Le sujet devrait largement s'inviter dans les discussions et rencontres bilatérales prévues vendredi et samedi en Mongolie, où sont présents tous les pays ayant des revendications dans la zone.

"Tous les sujets possibles sont en discussion", a confirmé jeudi à l'AFP le ministre vietnamien des Affaires étrangères Pham Binh Minh. "Nous saluons l'issue de l'arbitrage", a-t-il ajouté.

Manille, de son côté, souffle le chaud et le froid. Le nouveau président Rodrigo Duterte a ainsi annoncé jeudi soir l'envoi d'un émissaire en Chine "pour lancer des pourparlers", un signal apparemment apaisant.

Mais les Philippines ont également prévenu que leur ministre des Affaires étrangères Perfecto Yasay comptait bien, à Oulan-Bator, "discuter de l'approche pacifique, fondée sur le droit, des Philippines -- et de la nécessité pour les parties de respecter la récente décision du tribunal arbitral".

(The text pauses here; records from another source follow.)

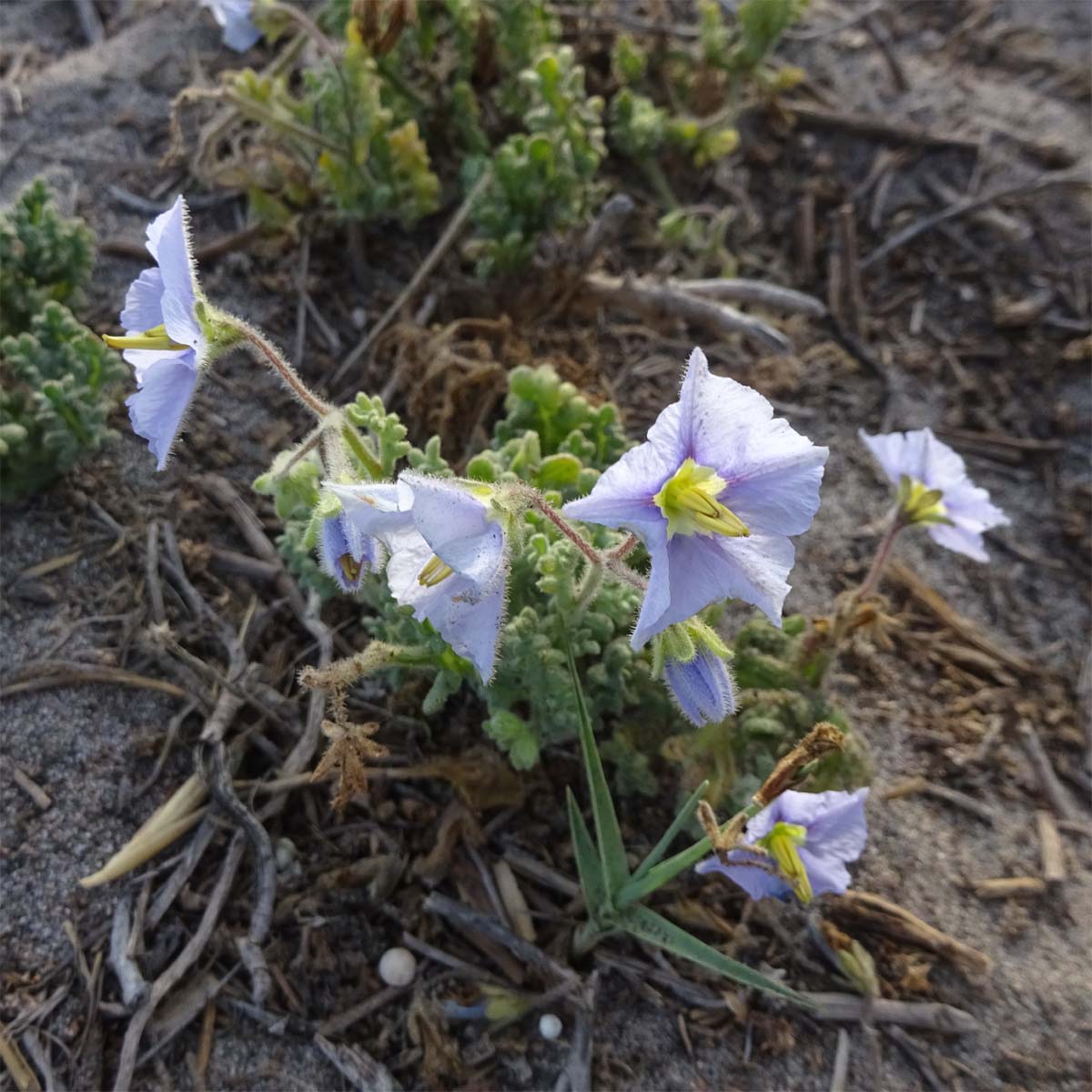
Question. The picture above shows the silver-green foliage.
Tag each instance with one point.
(57, 379)
(554, 438)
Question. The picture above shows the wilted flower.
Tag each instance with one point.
(713, 492)
(449, 556)
(808, 839)
(935, 490)
(234, 16)
(693, 662)
(164, 341)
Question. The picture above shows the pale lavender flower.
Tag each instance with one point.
(702, 687)
(235, 17)
(808, 839)
(713, 492)
(164, 341)
(964, 511)
(449, 557)
(347, 552)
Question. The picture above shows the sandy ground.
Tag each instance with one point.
(86, 114)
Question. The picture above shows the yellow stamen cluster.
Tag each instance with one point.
(157, 338)
(432, 572)
(350, 567)
(784, 844)
(689, 500)
(918, 503)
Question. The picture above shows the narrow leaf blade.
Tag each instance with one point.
(659, 875)
(592, 880)
(681, 820)
(607, 831)
(648, 925)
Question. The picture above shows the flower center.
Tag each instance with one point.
(920, 503)
(434, 571)
(688, 500)
(157, 338)
(350, 567)
(784, 844)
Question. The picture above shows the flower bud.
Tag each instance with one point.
(693, 662)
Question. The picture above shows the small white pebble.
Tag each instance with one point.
(550, 1026)
(398, 966)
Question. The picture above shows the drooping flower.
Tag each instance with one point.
(449, 556)
(234, 16)
(164, 341)
(345, 552)
(714, 492)
(694, 665)
(807, 839)
(934, 490)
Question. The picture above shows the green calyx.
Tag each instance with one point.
(221, 331)
(683, 642)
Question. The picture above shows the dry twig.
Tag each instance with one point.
(654, 298)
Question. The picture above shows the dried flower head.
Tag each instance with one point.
(349, 752)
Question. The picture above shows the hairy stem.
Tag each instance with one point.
(879, 562)
(623, 550)
(560, 521)
(267, 353)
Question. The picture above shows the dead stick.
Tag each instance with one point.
(851, 265)
(76, 672)
(134, 986)
(1009, 887)
(1049, 842)
(912, 785)
(969, 206)
(464, 917)
(865, 126)
(358, 1013)
(1048, 784)
(442, 245)
(174, 973)
(860, 910)
(754, 292)
(933, 1016)
(649, 298)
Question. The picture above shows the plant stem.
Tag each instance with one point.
(656, 877)
(574, 536)
(268, 354)
(883, 552)
(308, 445)
(623, 550)
(589, 587)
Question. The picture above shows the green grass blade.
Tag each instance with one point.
(681, 820)
(607, 831)
(648, 925)
(592, 879)
(659, 875)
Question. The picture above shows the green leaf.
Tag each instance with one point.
(592, 879)
(647, 925)
(681, 820)
(658, 876)
(609, 834)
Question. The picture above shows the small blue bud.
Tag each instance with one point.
(702, 687)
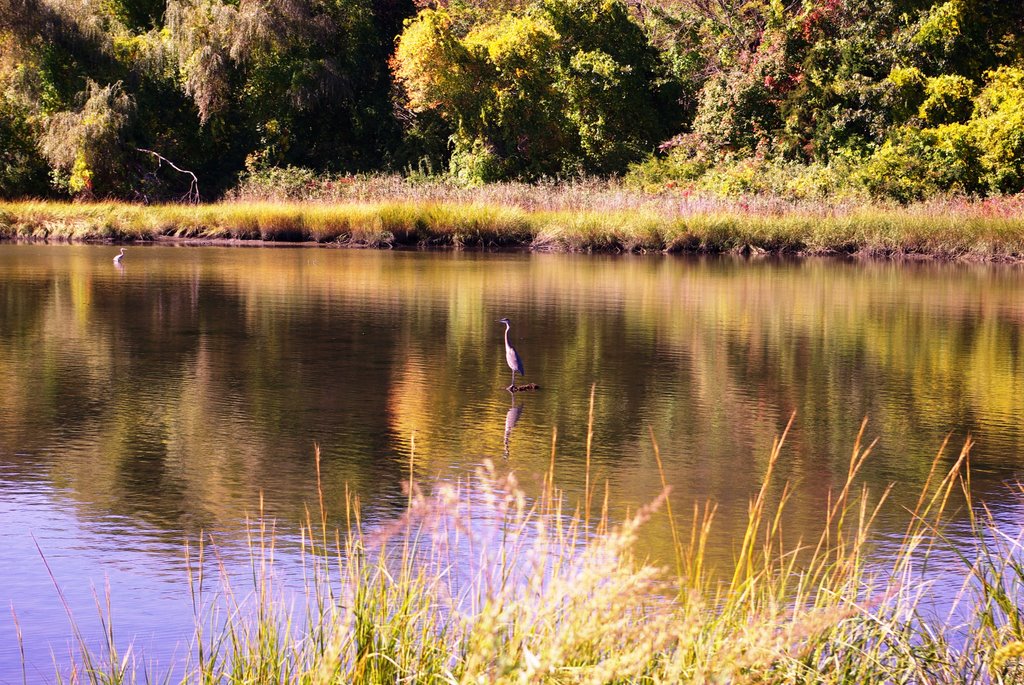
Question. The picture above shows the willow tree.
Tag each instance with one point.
(291, 81)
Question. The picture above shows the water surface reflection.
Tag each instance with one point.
(146, 403)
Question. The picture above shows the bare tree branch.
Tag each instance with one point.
(193, 196)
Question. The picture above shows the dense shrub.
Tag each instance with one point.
(561, 88)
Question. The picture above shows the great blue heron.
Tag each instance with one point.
(511, 356)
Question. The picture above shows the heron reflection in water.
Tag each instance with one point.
(511, 356)
(510, 420)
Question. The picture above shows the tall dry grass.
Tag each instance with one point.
(583, 216)
(479, 584)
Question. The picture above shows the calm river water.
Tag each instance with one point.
(142, 405)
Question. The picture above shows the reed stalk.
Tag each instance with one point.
(479, 583)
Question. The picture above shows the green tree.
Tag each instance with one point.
(562, 87)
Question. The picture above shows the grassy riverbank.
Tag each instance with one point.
(479, 584)
(577, 219)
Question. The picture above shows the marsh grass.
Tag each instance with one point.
(480, 584)
(584, 217)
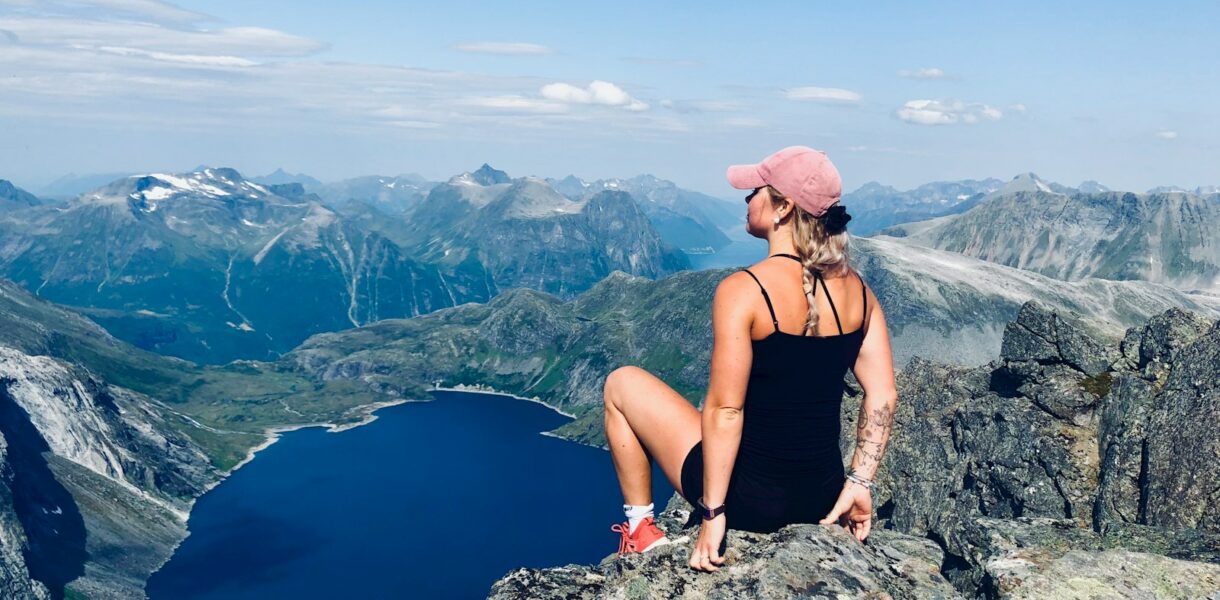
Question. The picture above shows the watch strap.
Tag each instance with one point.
(709, 514)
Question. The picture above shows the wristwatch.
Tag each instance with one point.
(709, 514)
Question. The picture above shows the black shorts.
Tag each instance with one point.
(764, 504)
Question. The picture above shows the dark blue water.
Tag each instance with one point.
(742, 251)
(431, 500)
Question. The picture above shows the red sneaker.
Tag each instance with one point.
(645, 538)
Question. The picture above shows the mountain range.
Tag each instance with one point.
(201, 265)
(105, 445)
(1164, 237)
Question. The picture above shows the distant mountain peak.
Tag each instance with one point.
(489, 176)
(1026, 182)
(149, 189)
(1091, 187)
(12, 195)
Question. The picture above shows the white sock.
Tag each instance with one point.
(636, 514)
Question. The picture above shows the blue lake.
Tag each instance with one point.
(432, 500)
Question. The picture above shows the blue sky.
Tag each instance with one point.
(900, 93)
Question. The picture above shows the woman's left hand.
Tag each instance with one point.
(853, 509)
(706, 549)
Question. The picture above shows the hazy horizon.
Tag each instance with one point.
(899, 94)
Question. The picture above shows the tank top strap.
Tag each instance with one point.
(828, 299)
(765, 296)
(864, 293)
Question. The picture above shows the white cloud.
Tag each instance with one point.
(692, 106)
(822, 94)
(229, 40)
(598, 92)
(150, 10)
(922, 73)
(183, 59)
(947, 112)
(504, 48)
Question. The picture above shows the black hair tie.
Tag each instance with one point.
(835, 218)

Le simple fait d'aborder la question ne devrait pas manquer d'irriter Pékin, qui avait prévenu vertement que le sommet de l'Asem n'était pas "un lieu approprié" pour en discuter.

Mais la Chine semble quelque peu isolée. Le Premier ministre nippon Shinzo Abe a lui aussi clairement indiqué, avant son départ pour la Mongolie, qu'il désirait y débattre du différend et "de l'importance d'une résolution pacifique fondée sur le droit".

Alors que de vifs différends territoriaux opposent également Pékin et Tokyo en mer de Chine orientale, Shinzo Abe doit rencontrer Li Keqiang dans la journée, selon les agences japonaises.

De façon plus générale, plusieurs dirigeants ont rappelé l'importance des cadres légaux internationaux, qui accompagnent entre autres la coopération sur le terrorisme.

"Le dialogue et un solide engagement à respecter l'ordre international basé sur le droit sont nécessaires. Des règles communes et prévisibles rendent les Etats plus sûrs", a ainsi insisté Donald Tusk.

Enfin, la réunion d'Oulan-Bator -pour laquelle la chancelière allemande Angela Merkel et le ministre français des Affaires étrangères Jean-Marc Ayrault ont fait le déplacement- pourrait être l'occasion d'évoquer le Brexit, le vote britannique ayant suscité perplexité et alarme parmi les pays asiatiques, désormais désireux de clarifications.